So und nun habe ich leider wirklich keine Ahnung wie es weiter geht. Ich verstehe nicht, wie er eine Summe ermitteln kann, wenn es doch nur eine Integervariable zahl gibt. Man müsste ja sozusagen unendlich viele Variablen erzeugen, wo dann halt Eingabewerte hineinkommen, aber das wäre ja viel zu viel Schreibarbeit.
Könnt ihr mir weiterhelfen?!

Vielen Dank im Voraus.
Liebe Grüße, schnosi.


----------



## Michael... (11. Nov 2009)

Statt der for eine while Schleife verwenden, welche die Eingabe überprüft:
while(zahl>0) {...}


----------



## Leroy42 (11. Nov 2009)

schnosi hat gesagt.:


> Man müsste ja sozusagen unendlich viele Variablen erzeugen



Nein! Du mußt einfach nur die Anweisung *zahl = Terminal.askInt("Zahl eingeben: "); *
solange aufrufen wie nur positive Werte eingegeben wurden und diese dann in der
Variablen *sum* summieren.


----------



## Schandro (11. Nov 2009)

entweder benutzt du en Array bzw. ne Collection, um alle Zahlen zu speichern und sie im nachhinein zu addieren.

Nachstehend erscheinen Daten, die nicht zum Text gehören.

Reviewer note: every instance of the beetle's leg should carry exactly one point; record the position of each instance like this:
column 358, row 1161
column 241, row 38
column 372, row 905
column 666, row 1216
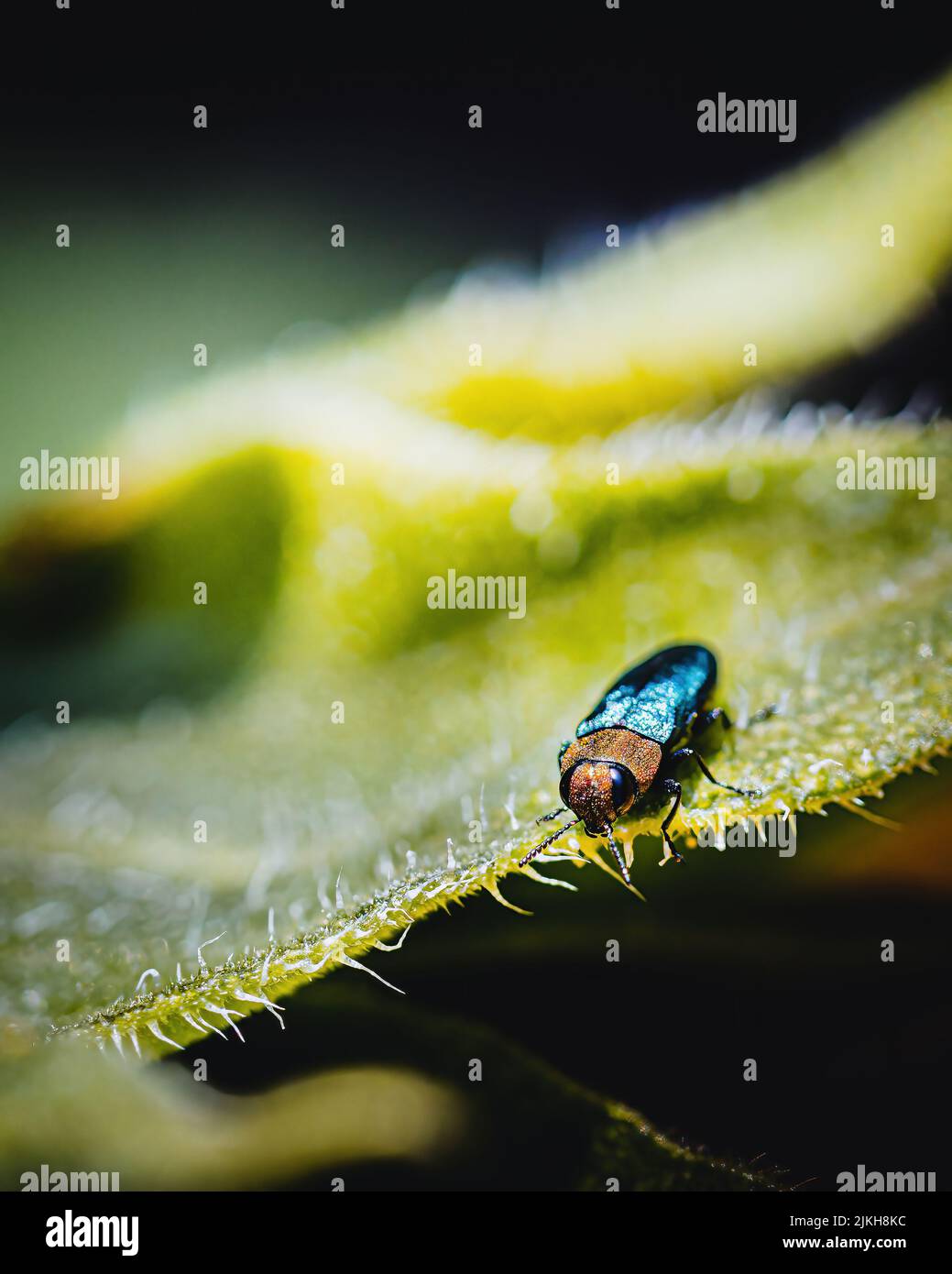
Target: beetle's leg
column 673, row 789
column 547, row 818
column 703, row 721
column 684, row 753
column 617, row 852
column 544, row 845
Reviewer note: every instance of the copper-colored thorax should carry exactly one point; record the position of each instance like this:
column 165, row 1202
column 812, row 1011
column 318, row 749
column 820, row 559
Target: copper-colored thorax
column 589, row 789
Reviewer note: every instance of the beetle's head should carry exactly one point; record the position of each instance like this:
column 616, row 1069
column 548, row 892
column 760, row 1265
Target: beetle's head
column 599, row 793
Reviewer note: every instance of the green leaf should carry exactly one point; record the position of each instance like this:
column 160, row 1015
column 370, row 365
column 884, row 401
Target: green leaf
column 341, row 830
column 328, row 836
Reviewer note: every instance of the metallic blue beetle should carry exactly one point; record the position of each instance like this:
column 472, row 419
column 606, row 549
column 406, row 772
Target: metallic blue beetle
column 632, row 741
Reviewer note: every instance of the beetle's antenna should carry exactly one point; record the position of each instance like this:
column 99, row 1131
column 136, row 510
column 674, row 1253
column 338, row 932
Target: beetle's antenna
column 618, row 858
column 544, row 845
column 547, row 818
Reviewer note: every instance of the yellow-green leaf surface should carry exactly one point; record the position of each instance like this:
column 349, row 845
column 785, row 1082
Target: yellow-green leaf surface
column 325, row 837
column 356, row 760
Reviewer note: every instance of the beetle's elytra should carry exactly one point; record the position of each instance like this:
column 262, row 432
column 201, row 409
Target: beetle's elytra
column 632, row 741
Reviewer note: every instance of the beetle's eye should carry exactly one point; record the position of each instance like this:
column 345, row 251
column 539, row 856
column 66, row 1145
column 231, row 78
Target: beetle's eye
column 622, row 789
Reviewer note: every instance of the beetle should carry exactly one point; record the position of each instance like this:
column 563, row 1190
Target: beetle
column 629, row 745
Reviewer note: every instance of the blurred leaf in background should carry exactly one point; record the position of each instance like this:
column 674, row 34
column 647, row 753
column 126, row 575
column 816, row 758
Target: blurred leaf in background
column 254, row 791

Oder du addierst einfach zu "sum" immer die aktuelle Eingabe hinzu...


----------



## Leroy42 (11. Nov 2009)

Schandro hat gesagt.:


> entweder benutzt du en Array bzw. ne Collection, um alle Zahlen zu speichern und sie im nachhinein zu addieren.


Schwachsinn. :autsch:



Schandro hat gesagt.:


> Oder du addierst einfach zu "sum" immer die aktuelle Eingabe hinzu...



Schon besser!


----------



## schnosi (11. Nov 2009)

Ja okay... das war mir klar, dass ich da immer die aktuelle Eingabe hinzu addieren muss. Aber wie mache ich das? Vom logischen her müsste ich für jede Zahl eine neue Variable erzeugen. So wie ihr es aber erklärt, muss das nicht sein... sagt mir bitte wie... bin am verzweifeln ...


----------



## Michael... (11. Nov 2009)

Michael... hat gesagt.:


> Statt der for eine while Schleife verwenden, welche die Eingabe überprüft:
> while(zahl>0) {...}


Tipp erweitert...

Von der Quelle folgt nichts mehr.